How to match two different matrices

2 views (last 30 days)
Mohamed Nedal
Mohamed Nedal on 17 Jul 2018
Commented: jonas on 19 Jul 2018
Hello, I have two matrices of different lengths and this is what the scenario looks like ..
x = [...];
y = [...];
size(x) = 5800 * 16
size(y) = 450 * 14
% X & Y have dates & times in the first six columns in this form:
% year, month, day, hour, minute, second
% Each column represents a variable
% Each row represents a data sample
% A model to predict a variable in (X) after some time
...
X_time + some_time = predicted_time; % in hours
% "X_time" is the time of (X)
% "Y_time" is the time of (Y)
% Match that predicted time with the time of (Y) within a range of +/- 11 hours
for i = 1:length(x)
for j = 1:length(y)
if (predicted_time >= Y_time-11) && (Y_time+11 >= predicted_time) is True
MATCHED = [x(i,:) y(j,:) predicted_time];
end
end
end
Please, I want to know how to make this work as I tried a lot but it didn't work properly.
  10 Comments
jonas
jonas on 17 Jul 2018
Edited: jonas on 17 Jul 2018
So, what you need to do is:
  1. Loop through each storm in SET2
  2. Calculate the corresponding time until it reaches the location of SET1
  3. Find the storm that is closest in time to this value
Right?
These are simple steps, and it seems to me that this is almost what Albert Fan proposed some comments ago.

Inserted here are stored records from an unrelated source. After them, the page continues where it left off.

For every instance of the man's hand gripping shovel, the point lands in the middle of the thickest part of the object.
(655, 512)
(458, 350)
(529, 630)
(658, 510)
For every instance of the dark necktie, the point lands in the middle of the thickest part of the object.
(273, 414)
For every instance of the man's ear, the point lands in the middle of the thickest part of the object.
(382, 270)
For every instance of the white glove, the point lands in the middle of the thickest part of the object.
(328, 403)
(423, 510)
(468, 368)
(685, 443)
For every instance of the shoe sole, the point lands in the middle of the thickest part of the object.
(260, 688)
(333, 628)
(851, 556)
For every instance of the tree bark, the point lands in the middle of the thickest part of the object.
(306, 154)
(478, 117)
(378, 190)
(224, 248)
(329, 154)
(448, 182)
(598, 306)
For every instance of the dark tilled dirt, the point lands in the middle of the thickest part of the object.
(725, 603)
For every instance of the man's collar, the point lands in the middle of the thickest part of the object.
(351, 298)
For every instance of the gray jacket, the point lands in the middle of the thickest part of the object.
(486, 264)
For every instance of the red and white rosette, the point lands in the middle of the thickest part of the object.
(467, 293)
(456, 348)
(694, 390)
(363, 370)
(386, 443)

If you provide some sample data to work with, I'm sure someone will give you code now that the problem is clearly stated. I guess we also need your model though, unless you can provide the modelled time-slots.

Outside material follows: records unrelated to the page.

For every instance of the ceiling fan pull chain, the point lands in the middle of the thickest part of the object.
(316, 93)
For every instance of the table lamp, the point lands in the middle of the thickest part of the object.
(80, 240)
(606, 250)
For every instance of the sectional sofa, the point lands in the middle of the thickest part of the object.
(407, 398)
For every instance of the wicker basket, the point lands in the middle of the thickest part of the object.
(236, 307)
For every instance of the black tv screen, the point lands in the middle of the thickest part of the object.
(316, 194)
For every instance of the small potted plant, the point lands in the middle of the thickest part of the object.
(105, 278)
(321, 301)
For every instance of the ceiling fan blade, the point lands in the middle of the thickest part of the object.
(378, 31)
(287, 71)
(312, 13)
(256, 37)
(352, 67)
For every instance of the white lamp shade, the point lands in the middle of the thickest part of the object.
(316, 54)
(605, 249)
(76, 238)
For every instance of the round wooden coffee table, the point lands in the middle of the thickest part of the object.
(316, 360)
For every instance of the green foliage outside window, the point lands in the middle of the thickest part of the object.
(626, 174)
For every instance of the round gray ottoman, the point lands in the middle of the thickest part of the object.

After this discussion, the initial code actually makes some sense :)
Mohamed Nedal
Mohamed Nedal on 17 Jul 2018
@jonas. Yes, I guess as you said I need to loop through each storm in SET1, calculate the corresponding time until it reaches the location of SET2, and finally find the storm in SET2 that is closest in time to that value.

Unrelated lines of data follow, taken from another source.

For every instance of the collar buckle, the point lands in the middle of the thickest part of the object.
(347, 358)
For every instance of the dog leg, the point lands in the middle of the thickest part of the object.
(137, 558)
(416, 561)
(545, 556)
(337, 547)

  • Kindly find the attached files. The following is the code I wrote so far but still it doesn't work as it should be. The "matched set" gives zeros.
tic
close all; clear; clc
%%Read Data
soho = xlsread('start.xlsx'); % initial storms data
shocks = xlsread('end.xlsx', 1); % final storms data
%%Start Time
yr1 = soho(4:end,1);
M1 = soho(4:end,2);
d1 = soho(4:end,3);
hh1 = soho(4:end,4);
mm1 = soho(4:end,5);
ss1 = soho(4:end,6);
%%End Time (start of Shocks)
yr2 = shocks(4:end,1);
M2 = shocks(4:end,2);
d2 = shocks(4:end,3);
hh2 = shocks(4:end,4);
mm2 = shocks(4:end,5);
ss2 = shocks(4:end,6);
%%Parameters
% CMEs
CPA = soho(4:end,7);
w = soho(4:end,8);
vl = soho(4:end,9);
vi = soho(4:end,10);
vf1 = soho(4:end,11);
v20Rs = soho(4:end,12);
a1 = soho(4:end,13);
mass = soho(4:end,14);
KE = soho(4:end,15);
MPA = soho(4:end,16);
% Shocks
vfinal = shocks(4:end,11);
T =shocks(4:end,13);
N = shocks(4:end,14);
%%Inistial Values
AU = 149599999.99979659915; % Sun-Earth distance in km
d = 0.76 * AU; % cessation distance in km
%%Pre-Allocating Variables
a_calc = zeros(size(vl));
squareRoot = zeros(size(vl));
A = zeros(size(vl));
B = zeros(size(vl));
ts = zeros(size(vl));
t_hrs = zeros(size(vl)); % predicted transit time in hours
t_mn = zeros(size(vl)); % predicted transit time in minutes
%%G2001 Model
% calculations
for i = 1:length(vl)
a_calc(i) = power(-10,-3) * ((0.0054*vl(i)) - 2.2); % in km/s2
squareRoot(i) = sqrt(power(vl(i),2) + (2*a_calc(i)*d));
A(i) = (-vl(i) + squareRoot(i)) / a_calc(i);
B(i) = (AU - d) / squareRoot(i);
ts(i) = A(i) + B(i); % in seconds
t_mn(i) = ts(i) / 60; % in minutes
end
clear i;
%%Show the predicted travel time
% CME-ICME Matching
matchedSet = zeros(length(shocks), 33); % the final set of CME-ICME pairs
for n = 1:length(yr2)
if yr2(n) == yr1(n)
for m = 1:length(M2)
if M2(m) == M1(m)
for k = 1:length(d2)
if d2(k) == d1(k)
if (t_mn(k) >= (((hh2(k)*60)+mm2(k)+(ss2(k)/60))-11)) && ((((hh2(k)*60)+mm2(k)+(ss2(k)/60))+11) >= t_mn(k))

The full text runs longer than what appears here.